Other performers and speakers included: Bobbi Thompson of the Springwells Choral based in Detroit; Cosecha Detroit, the local affiliate of the national organization concerned about improving the social plight of migrant workers who in Michigan are denied the right to driver’s licenses; the African Bureau of Immigration and Social Affairs, which works directly with undocumented workers from the continent who are often overlooked in the national discussions surrounding immigration; Fight for $15, a labor organization campaigning for a significant hike in the minimum wage; Sunrise Movement, a youth-led organization, organizing around climate change; and Geopolitics Alert, a news website educating the public around the role of U.S. imperialism in many areas of the globe.

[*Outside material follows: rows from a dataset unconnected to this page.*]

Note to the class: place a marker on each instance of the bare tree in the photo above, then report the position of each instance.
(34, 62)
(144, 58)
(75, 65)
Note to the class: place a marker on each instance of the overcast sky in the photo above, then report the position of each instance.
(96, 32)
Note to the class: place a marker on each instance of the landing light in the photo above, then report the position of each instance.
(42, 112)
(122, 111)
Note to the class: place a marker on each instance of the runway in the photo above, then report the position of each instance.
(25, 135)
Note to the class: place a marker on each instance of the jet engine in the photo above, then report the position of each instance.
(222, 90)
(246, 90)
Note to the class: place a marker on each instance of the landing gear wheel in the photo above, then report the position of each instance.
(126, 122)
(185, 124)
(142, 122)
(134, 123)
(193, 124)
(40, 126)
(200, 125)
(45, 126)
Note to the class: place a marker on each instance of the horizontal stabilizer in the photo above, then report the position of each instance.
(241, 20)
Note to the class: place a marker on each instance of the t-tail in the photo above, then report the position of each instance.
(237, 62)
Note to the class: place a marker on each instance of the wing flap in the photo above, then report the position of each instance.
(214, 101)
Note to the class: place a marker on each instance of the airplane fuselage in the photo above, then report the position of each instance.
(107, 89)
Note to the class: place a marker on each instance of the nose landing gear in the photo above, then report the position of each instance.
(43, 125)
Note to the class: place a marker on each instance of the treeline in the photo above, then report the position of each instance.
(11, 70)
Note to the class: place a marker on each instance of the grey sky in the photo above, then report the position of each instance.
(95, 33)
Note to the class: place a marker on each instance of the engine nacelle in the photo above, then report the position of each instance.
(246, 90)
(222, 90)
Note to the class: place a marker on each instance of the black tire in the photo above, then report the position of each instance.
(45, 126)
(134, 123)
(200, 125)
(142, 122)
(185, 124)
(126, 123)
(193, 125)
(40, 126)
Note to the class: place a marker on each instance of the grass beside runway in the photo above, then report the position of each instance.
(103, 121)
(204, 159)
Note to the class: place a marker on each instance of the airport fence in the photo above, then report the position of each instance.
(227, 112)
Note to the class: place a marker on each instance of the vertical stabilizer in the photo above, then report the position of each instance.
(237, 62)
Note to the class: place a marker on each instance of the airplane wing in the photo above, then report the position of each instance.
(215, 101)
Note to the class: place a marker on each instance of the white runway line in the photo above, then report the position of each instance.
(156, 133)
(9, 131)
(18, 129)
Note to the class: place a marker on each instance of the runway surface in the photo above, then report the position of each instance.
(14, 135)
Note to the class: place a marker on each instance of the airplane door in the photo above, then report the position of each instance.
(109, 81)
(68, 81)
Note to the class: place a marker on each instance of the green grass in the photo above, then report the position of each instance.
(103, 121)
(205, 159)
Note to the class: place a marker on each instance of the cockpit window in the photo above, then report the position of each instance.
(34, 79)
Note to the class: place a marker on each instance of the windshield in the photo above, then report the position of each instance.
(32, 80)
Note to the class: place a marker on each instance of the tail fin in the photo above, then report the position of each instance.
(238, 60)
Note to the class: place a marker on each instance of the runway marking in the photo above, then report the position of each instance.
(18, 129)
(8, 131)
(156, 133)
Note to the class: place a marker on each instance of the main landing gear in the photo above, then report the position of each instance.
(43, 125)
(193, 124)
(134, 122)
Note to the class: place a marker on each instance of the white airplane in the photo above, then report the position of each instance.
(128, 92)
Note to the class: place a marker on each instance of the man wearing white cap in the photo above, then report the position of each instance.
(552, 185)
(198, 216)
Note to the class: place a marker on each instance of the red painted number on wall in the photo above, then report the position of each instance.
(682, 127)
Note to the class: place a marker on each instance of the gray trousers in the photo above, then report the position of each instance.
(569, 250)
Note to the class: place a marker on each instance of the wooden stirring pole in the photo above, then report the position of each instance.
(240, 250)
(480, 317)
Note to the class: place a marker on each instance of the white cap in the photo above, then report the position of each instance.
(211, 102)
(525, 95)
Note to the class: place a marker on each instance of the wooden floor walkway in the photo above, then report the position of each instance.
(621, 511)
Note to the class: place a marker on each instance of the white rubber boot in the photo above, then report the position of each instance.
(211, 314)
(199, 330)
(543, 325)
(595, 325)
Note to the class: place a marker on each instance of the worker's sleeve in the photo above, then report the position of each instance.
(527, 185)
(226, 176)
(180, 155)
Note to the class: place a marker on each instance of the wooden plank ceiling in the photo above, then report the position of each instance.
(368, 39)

The MLK Committee each year presents a “People’s Spirit of Detroit” award to some outstanding activists and organizations. This year the award was granted to members of the Denby High School Football team which came under racist attacks during the semi-final game held against Almont in the Oakland County City of Walled Lake. The attacks began after several members of the team “took a knee” in solidarity with the people combatting racism and injustice in the U.S.

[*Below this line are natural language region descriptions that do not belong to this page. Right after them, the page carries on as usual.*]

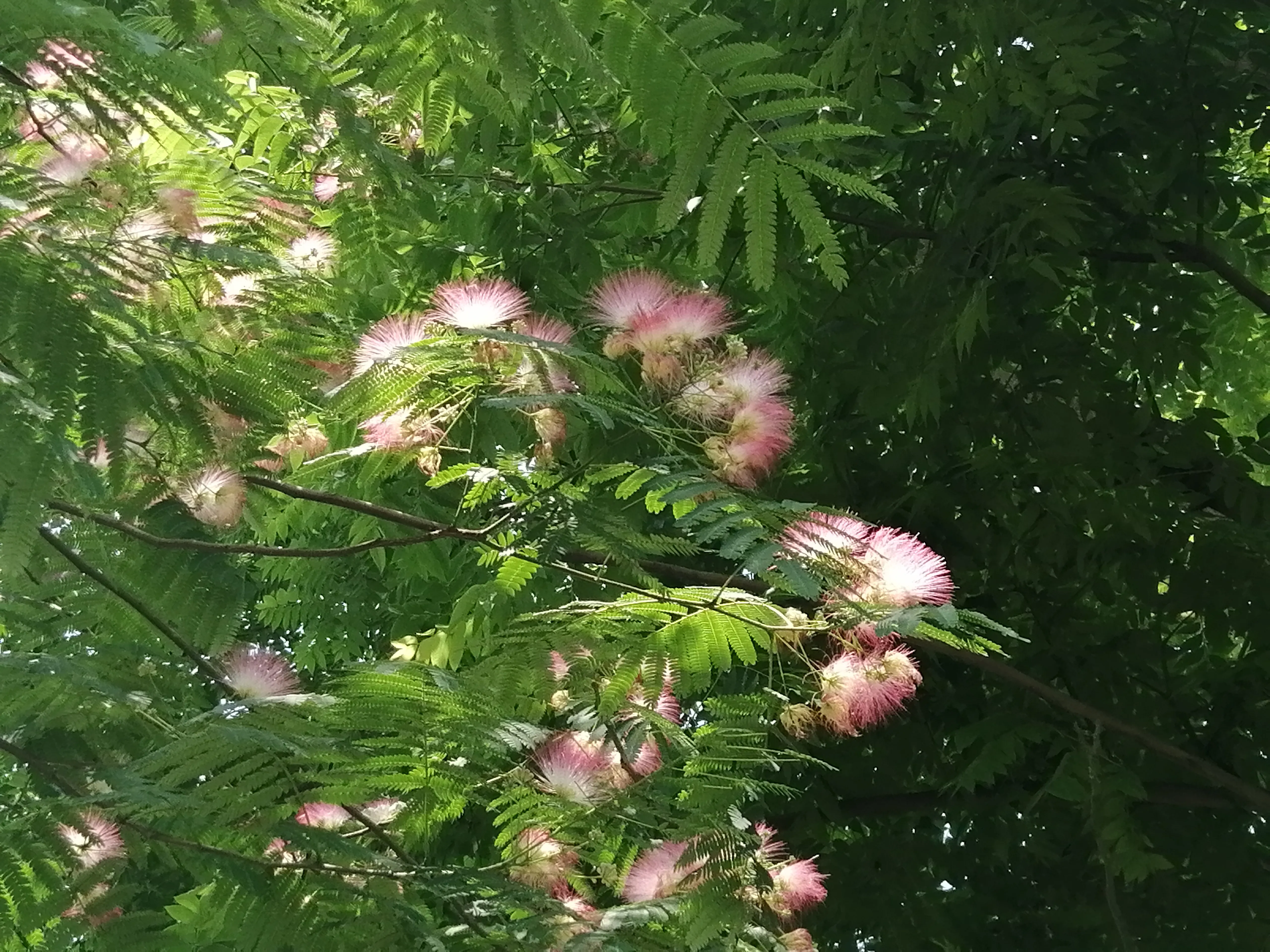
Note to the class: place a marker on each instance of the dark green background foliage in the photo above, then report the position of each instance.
(1012, 253)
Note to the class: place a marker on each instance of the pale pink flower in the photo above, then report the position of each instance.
(797, 885)
(826, 537)
(574, 767)
(797, 941)
(99, 459)
(399, 431)
(479, 304)
(256, 672)
(552, 426)
(326, 187)
(388, 338)
(235, 290)
(178, 206)
(901, 572)
(622, 298)
(741, 383)
(658, 874)
(770, 850)
(66, 55)
(327, 817)
(383, 810)
(75, 157)
(93, 839)
(313, 251)
(41, 75)
(215, 497)
(860, 690)
(679, 324)
(540, 861)
(759, 437)
(92, 899)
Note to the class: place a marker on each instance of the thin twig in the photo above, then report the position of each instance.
(140, 607)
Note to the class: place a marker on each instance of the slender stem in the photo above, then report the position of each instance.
(1254, 796)
(140, 607)
(196, 545)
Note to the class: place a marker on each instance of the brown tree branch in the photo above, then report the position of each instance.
(140, 607)
(234, 548)
(1254, 796)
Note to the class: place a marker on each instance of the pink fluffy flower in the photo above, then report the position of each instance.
(399, 431)
(256, 672)
(215, 497)
(480, 304)
(901, 572)
(574, 767)
(326, 187)
(93, 839)
(383, 810)
(658, 874)
(679, 323)
(797, 885)
(388, 338)
(624, 296)
(303, 438)
(760, 436)
(860, 690)
(540, 861)
(327, 817)
(797, 941)
(313, 251)
(741, 383)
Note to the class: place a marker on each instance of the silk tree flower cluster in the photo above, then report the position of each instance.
(877, 568)
(676, 332)
(93, 839)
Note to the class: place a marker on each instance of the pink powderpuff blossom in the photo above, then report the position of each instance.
(658, 874)
(327, 187)
(256, 672)
(215, 497)
(540, 861)
(383, 812)
(388, 338)
(759, 437)
(477, 305)
(797, 941)
(399, 431)
(574, 767)
(680, 323)
(622, 298)
(859, 690)
(327, 817)
(92, 899)
(749, 380)
(313, 251)
(93, 839)
(797, 885)
(900, 572)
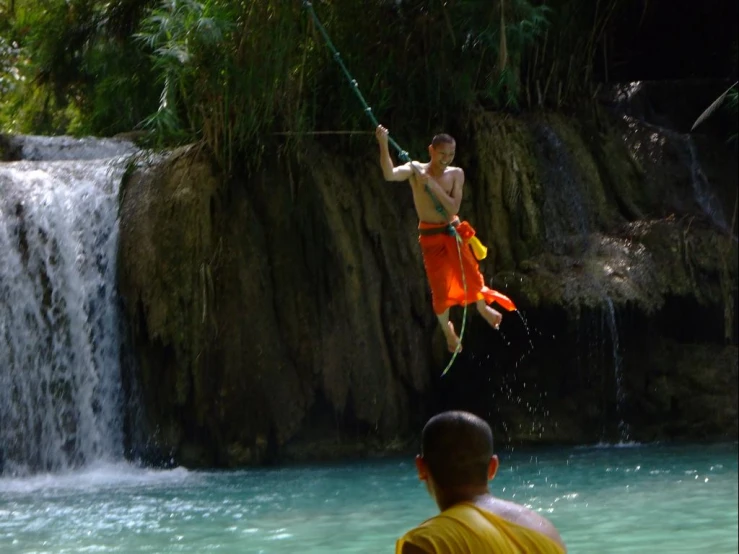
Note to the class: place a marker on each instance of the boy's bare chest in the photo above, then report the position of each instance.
(446, 182)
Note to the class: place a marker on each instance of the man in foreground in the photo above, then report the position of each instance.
(456, 463)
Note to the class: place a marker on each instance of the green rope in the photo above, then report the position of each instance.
(403, 155)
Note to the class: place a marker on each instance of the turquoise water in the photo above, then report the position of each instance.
(653, 499)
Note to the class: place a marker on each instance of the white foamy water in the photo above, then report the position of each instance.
(60, 384)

After the rally and march, a community meal was provided free of charge by the Wobbly Kitchen. Later a cultural program coordinated by Aurora Harris was presented featuring poets and musicians such as Joe

Kidd & Sheila Burke, One Single Rose, Maryam Lowen, Jim Perkinson, Wardell Montgomery, Shushanna Shakur, and others.

Event Sponsored and Endorsed by Many Organizations

MLK Day was made possible by the generous monetary and in-kind contributions of a host of community organizations, individuals and institutions. Many other groups endorsed the activity and helped to publicize the event.

Some of the co-sponsors were: the ACLU of Michigan, Avalon Bakery, the Buck Dinner Fund, the Detroit Active and Retired Employees Association (DAREA), Detroit Disability Power, the Detroit Greens, Detroit Wobbly Kitchen, Yvonne and Nelson Jones, Jewish Voice for Peace, Michigan Coalition for Human Rights, Michigan Emergency Committee Against War & Injustice (MECAWI), the Moratorium NOW! Coalition, Michigan League of Conservation Voters, Michigan Welfare Rights Organization (MWRO), Mosaic DesignGroup, NextGen Michigan, People’s Water Board, St. Peter’s Episcopal Church, Sugar Law Center for Economic & Social Justice, Linda Szyszko, Truth Telling Project from Ferguson & Beyond, UAW Local 160, Unite Here Local 24, Viola Liuzzo Park Association, We the People of Detroit, A. Phillip Randolph Institute, National Lawyers Guild, and others.

The rally and march was widely covered in the local media through the presence of television stations and the City of Detroit communications division.